A expectativa é a de que, com o biocombustível, a redução nas emissões diretas de CO2 seja de até 70%. Se tudo correr dentro do previsto, os caminhões fora de estrada da Vale serão os primeiros desse porte no mundo a rodar com etanol no tanque, segundo a empresa.
Além das pesquisas com o biocombustível, a parceria com a Caterpillar inclui ainda o desenvolvimento de caminhões fora de estrada movidos a bateria. “Estamos desenvolvendo um portfólio de opções para descarbonizar as operações da Vale”, afirma Ludmila. “As soluções mais viáveis serão adotadas.”
Em 2020, a mineradora anunciou investimentos entre US$ 4 bilhões e US$ 6 bilhões para reduzir as emissões diretas e indiretas (de escopos 1 e 2) em 33% até 2030. O uso de biocombustíveis está entre as prioridade da empresa.
E2G, mais verde ainda
Frente às potencialidades do etanol, é natural que a demanda pelo produto aumente. Avaliado em US$ 87,71 bilhões, em 2022, o mercado global do biocombustível deve bater os US$ 135 bilhões, nos próximos seis anos, evoluindo a uma taxa de crescimento anual composta de 5,6%, informam os analistas da consultoria Fortune Business Insights.
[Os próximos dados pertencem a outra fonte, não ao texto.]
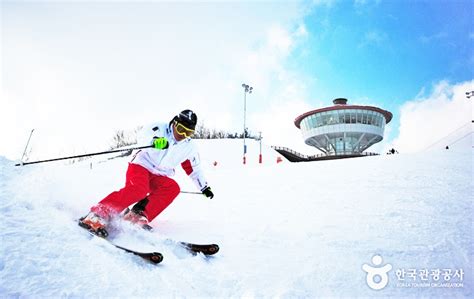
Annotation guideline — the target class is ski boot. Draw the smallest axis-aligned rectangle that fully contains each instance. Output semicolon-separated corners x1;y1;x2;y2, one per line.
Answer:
123;198;152;230
78;212;109;238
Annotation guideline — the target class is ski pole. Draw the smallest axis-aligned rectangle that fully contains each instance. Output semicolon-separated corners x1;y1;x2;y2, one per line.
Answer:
20;129;35;161
179;191;202;195
15;145;153;166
Depois dos Estados Unidos, o Brasil é o maior produtor do mundo. Com uma produção em larga escala já bem estabelecida e uma rede de distribuição bem estruturada, a experiência brasileira coloca o país em posição de destaque rumo ao futuro sustentável. Já somos protagonistas, por exemplo, na fabricação do etanol de segunda geração, o E2G — também chamado de etanol verde, etanol celulósico ou bioetanol.
Versão ainda mais sustentável do que seu precursor, o produto é feito a partir de resíduos do processo de produção do etanol e do açúcar. Sua pegada de carbono é cerca de 30% menor do que o composto de primeira geração e até 80% menor do que os combustíveis fósseis.
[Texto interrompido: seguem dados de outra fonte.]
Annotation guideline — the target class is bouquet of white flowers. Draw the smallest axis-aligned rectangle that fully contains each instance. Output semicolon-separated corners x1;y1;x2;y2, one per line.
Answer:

Além de ser um combustível limpo, o E2G promete resolver um dos principais entraves para o aumento da produção de biocombustíveis no país. Grande parte do etanol brasileiro vem da cana-de-açúcar, cujas plantações abastecem também o mercado açucareiro.
Ao reaproveitar o “lixo” da cadeia do etanol tradicional e do açúcar, o E2G dispensa ainda a abertura de novas fronteiras agrícolas, enquanto aumenta a produtividade em 50%.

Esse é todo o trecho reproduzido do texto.